Whereupon they kiss the strange gentlemen. In the poem of “Huon de Bordeaux” we are told how Huon’s mother, the Duchess of Bordeaux, receives the French king’s embassy with kisses. The queen, in Marie de France’s Lai de Graelan, sends an ambassador after Graelan to make his acquaintance, and, when he arrives, goes to meet him, and kisses him on the mouth.
In other Romance countries, too, kissing serves as a common mode of greeting, which fact can be incidentally substantiated by means of philology, inasmuch as the Latin verb salutare (‘to greet’) both in Spanish and Roumanian, and partially in French, has acquired the meaning of ‘to kiss.’
When Abengalvon, in the old Pöema del Cid, meets Minaya Alvar Fañez, he advances smilingly towards him in order to kiss him, and he “greets” him on the shoulder, “for such was his wont”:
Sonrisando de la boca, ibalo abrazar,
En el ombro lo saluda, ca tal es su usaje.
The expression “to greet on the mouth” likewise occurs many times; but also the verb saludar (‘to hail’) is also used alone, as in the Roumanian sâruta, to express ‘to kiss.’
Even in the fifteenth and sixteenth centuries the friendly kiss flourished in France. When Leo Rozmital, the Bohemian nobleman, paid his respects to Louis XI. at Meung-sur-Loire, the king led him to the queen, and both she and all the ladies of her court kissed him on the mouth.

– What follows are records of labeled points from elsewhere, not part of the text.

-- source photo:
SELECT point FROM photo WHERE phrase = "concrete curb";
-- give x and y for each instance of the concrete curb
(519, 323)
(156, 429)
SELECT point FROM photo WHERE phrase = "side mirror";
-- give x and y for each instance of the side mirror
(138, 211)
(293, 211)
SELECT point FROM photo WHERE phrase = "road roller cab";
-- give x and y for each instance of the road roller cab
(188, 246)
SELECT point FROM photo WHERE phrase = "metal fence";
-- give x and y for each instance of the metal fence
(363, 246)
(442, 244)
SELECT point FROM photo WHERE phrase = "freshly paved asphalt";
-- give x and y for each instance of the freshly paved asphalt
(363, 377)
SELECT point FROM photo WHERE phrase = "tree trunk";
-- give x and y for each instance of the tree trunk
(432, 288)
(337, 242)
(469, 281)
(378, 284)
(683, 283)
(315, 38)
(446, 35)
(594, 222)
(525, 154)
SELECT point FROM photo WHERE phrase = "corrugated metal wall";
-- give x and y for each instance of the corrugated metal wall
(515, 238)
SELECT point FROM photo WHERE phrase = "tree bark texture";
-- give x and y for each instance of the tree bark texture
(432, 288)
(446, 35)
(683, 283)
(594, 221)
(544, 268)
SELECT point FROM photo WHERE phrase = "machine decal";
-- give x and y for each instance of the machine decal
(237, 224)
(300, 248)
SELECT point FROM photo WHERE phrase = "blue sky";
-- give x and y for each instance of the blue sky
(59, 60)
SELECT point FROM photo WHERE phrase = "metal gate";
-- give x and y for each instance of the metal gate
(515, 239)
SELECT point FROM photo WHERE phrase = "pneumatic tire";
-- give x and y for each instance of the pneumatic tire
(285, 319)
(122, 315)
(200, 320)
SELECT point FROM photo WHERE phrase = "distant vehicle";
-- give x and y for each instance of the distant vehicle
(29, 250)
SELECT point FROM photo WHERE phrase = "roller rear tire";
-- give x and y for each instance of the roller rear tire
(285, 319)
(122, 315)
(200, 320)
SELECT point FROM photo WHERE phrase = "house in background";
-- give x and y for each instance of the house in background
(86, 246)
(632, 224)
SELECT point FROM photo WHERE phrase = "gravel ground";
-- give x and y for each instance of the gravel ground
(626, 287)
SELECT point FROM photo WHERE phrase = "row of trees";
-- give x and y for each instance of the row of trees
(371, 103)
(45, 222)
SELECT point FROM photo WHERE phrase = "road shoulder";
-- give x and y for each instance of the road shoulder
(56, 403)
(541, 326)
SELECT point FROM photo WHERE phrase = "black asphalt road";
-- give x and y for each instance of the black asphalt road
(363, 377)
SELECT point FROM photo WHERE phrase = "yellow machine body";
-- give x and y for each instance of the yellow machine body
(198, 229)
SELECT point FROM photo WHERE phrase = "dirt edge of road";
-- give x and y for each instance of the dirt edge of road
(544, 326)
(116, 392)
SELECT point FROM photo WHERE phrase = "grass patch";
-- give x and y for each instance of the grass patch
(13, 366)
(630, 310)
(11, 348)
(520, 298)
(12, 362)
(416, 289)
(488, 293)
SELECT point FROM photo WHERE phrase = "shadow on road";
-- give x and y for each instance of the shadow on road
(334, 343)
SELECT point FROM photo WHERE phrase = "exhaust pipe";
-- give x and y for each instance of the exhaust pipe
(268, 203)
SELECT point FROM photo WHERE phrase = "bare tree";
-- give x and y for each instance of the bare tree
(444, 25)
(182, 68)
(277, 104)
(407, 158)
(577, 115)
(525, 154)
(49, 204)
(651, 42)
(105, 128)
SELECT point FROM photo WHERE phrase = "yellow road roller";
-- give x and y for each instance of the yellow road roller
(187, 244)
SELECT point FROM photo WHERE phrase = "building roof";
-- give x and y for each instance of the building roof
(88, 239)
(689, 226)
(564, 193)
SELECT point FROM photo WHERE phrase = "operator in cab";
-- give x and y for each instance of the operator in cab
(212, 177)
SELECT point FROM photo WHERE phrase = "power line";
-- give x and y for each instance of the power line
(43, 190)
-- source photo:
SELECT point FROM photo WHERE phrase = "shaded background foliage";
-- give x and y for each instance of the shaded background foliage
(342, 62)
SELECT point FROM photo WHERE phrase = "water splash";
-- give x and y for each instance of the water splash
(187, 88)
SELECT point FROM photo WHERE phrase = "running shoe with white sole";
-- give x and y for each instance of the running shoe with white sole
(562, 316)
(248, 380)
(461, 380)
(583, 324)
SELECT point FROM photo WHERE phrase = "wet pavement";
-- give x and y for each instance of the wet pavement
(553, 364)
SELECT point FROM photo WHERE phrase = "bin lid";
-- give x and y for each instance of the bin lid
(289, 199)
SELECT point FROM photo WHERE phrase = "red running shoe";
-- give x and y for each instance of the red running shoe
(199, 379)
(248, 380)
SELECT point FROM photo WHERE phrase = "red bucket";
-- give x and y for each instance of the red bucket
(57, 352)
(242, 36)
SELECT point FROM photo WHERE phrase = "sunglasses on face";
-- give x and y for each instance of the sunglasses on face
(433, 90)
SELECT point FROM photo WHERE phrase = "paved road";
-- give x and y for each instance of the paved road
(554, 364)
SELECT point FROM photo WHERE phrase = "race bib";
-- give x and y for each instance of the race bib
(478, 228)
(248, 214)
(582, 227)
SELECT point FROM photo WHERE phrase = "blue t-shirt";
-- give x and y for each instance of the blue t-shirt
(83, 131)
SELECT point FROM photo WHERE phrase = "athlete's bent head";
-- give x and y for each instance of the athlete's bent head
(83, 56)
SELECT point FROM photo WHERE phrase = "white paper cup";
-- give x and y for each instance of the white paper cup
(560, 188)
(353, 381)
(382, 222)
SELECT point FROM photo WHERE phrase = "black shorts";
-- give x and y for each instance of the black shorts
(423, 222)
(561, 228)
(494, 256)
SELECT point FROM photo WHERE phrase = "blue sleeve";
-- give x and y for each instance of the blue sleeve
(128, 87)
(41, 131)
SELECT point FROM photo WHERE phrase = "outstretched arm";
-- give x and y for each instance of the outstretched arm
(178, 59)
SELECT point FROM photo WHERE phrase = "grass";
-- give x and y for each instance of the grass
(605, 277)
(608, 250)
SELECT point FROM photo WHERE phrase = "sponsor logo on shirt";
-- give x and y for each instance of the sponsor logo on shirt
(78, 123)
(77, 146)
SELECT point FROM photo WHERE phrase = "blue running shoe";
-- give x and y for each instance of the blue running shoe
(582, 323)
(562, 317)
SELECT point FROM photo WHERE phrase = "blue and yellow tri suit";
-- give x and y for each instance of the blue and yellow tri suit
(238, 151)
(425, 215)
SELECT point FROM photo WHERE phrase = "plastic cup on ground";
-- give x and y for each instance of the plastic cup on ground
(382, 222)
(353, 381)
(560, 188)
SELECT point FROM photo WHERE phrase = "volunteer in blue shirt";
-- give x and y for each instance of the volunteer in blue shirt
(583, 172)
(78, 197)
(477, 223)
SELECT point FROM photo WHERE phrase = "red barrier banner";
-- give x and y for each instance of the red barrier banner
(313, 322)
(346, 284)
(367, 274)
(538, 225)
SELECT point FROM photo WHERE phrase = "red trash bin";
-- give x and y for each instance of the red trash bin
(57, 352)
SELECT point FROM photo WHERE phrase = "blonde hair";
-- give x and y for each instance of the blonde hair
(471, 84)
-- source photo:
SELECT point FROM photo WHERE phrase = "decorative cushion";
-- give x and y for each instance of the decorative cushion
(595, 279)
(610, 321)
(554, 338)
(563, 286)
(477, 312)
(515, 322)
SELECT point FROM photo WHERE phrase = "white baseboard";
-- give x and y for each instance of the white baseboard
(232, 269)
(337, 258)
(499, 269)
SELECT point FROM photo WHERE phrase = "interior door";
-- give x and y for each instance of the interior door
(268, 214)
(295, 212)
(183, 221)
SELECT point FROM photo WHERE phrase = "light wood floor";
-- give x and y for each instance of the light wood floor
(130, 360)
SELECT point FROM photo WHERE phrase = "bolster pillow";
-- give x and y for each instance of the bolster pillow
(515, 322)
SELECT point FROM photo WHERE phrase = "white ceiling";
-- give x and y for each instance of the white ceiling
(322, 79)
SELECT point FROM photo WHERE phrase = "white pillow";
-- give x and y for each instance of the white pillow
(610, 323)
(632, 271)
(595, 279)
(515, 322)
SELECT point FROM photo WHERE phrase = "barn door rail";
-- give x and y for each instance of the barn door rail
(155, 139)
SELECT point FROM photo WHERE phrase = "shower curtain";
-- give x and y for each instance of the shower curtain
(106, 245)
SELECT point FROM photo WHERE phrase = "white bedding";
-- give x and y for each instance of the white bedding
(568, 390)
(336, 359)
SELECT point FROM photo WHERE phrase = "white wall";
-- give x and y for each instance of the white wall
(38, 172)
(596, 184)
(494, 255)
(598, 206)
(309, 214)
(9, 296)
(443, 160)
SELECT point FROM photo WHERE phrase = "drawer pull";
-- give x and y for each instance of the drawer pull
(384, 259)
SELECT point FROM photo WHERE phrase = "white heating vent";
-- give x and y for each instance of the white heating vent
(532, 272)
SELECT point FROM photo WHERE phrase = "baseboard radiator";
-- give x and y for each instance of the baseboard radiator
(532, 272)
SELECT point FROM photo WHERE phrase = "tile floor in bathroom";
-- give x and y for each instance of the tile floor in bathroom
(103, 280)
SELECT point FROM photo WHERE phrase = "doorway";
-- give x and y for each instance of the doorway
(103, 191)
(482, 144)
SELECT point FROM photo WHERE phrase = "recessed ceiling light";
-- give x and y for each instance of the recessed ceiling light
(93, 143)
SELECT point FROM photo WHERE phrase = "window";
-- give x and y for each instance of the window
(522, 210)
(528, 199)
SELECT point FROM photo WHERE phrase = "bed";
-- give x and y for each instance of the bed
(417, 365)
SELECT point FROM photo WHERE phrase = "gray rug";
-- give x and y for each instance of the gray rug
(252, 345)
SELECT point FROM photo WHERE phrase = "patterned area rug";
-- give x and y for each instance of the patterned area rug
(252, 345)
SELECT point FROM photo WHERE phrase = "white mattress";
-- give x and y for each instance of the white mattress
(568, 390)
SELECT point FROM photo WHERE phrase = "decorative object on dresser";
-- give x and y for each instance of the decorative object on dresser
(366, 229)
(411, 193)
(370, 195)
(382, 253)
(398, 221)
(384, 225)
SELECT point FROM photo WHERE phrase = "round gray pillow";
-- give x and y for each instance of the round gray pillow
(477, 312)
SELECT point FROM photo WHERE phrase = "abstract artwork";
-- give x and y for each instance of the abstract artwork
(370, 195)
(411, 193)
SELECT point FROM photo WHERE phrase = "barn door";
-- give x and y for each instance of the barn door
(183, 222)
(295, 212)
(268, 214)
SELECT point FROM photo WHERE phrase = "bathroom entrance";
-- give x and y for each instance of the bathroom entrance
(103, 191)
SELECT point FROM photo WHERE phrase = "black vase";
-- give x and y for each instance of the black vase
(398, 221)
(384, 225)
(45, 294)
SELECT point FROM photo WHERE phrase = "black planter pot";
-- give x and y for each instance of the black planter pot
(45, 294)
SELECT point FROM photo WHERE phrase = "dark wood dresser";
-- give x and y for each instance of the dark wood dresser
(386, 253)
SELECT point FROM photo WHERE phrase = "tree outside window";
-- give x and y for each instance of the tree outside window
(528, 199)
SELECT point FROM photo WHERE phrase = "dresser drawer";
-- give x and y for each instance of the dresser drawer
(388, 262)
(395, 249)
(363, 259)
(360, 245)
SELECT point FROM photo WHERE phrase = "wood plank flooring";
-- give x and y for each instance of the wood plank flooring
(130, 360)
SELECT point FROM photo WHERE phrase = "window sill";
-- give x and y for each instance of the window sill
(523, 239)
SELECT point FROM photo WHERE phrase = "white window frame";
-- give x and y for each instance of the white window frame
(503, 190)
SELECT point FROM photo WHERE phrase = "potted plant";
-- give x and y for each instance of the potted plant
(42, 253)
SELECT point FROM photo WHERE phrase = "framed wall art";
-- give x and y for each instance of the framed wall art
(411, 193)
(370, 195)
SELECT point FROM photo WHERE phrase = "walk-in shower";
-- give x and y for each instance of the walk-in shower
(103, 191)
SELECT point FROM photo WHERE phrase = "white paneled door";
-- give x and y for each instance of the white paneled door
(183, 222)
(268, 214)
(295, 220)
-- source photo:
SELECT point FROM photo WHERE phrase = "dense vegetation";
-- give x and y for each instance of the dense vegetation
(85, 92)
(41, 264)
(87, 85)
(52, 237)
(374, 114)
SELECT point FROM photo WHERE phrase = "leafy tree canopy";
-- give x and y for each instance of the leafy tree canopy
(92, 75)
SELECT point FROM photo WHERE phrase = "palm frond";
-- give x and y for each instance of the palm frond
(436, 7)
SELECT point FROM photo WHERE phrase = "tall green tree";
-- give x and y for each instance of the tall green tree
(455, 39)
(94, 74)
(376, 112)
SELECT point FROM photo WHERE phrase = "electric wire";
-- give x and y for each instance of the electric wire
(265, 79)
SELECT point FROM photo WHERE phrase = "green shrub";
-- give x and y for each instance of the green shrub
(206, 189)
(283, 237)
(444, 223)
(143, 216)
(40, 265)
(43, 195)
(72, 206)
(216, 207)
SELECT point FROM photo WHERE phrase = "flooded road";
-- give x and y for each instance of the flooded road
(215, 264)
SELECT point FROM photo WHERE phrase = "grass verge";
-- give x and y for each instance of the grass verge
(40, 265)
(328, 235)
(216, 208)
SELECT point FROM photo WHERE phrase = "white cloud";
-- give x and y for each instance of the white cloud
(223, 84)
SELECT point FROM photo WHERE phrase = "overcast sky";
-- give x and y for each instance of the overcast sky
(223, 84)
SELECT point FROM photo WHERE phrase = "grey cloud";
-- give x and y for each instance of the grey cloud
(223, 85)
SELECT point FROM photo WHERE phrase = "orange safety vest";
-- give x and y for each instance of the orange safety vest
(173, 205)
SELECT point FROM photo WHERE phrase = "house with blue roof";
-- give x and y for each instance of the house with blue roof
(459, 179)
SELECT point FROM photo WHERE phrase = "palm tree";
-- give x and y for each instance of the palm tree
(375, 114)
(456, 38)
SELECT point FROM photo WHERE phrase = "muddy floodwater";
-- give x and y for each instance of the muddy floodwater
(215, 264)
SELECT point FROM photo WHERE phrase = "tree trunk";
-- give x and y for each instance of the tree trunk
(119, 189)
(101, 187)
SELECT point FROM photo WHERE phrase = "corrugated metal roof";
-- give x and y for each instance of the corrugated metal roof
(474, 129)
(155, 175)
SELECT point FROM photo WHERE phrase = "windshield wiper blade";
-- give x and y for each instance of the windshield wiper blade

We get further information in a letter from Annibale Caro dated 29th October, 1544. It is addressed to the Duke of Palma, and describes the visit of the French Queen Eléonore to the Emperor Charles V. in Brussels. “When we met,” says he, “the ceremony of reception with kissing of the ladies was, in the highest degree, interesting; it seemed as if I had been present at the Rape of the Sabines. Not only the higher nobility, but even all the rest took each his lady, and the Spaniards and Neapolitans were the most eager. It gave rise to much merriment when the Countess of Vertus, Charlotte de Pisseleu, was observed to lean over her saddle to such an extent, in order to kiss the Emperor, that she slid off her horse, and kissed the earth instead of His Majesty’s mouth. The Emperor hurried up to her assistance, and with a smile kissed her heartily (e ridendo la baciò saporitamente). Directly afterwards Duke Ottavio rode up, jumped quickly off his horse, and the Emperor himself conducted him to the Queen’s carriage, and there he was presented to the distinguished ladies. The Duke kissed the Queen’s hand and was about to remount his charger, but the Emperor called him back, and told him that he ought also to kiss Mdme. d’Etampes, who was sitting right opposite to the Queen in the carriage. Like a good Frenchman, he exceeded the Emperor’s order and kissed her on the mouth.”
A vast quantity of other evidence goes to show how general was the friendly kiss of salutation even during the Renaissance, especially among the upper classes. Henri Estienne satirises it in his Apologie pour Hérodote. “Kisses are allowed,” writes he, “in France between noblemen and ladies, whether they do or do not belong to the same family. If a high-born dame is in church, and any fop of her acquaintance comes, she must, in conformity with the usage prevailing in good society, get up, even if she be absorbed in the deepest devotion, and kiss him on the mouth.”
Even Montaigne expresses his disapproval of such a state of things. “It is,” says he, “a highly reprehensible custom that ladies should be obliged to offer their lips to every one who has a couple of lackeys at his heels, however undesirable he may be, and we men are no gainers thereby, for we have to kiss fifty ugly women to three pretty ones.”
None the less, the friendly kiss held its ground right through the seventeenth and even a part of the eighteenth century. Molière’s marquesses kiss each other whenever they meet; for instance, in the famous eleventh scene in Les Précieuses ridicules, when Mascarille and Jodelet fall into each other’s arms with many warm kisses. In Le Misanthrope Alceste reproaches Philinte with embracing and kissing every one, and “when I ask you who it is, you scarcely know his name!”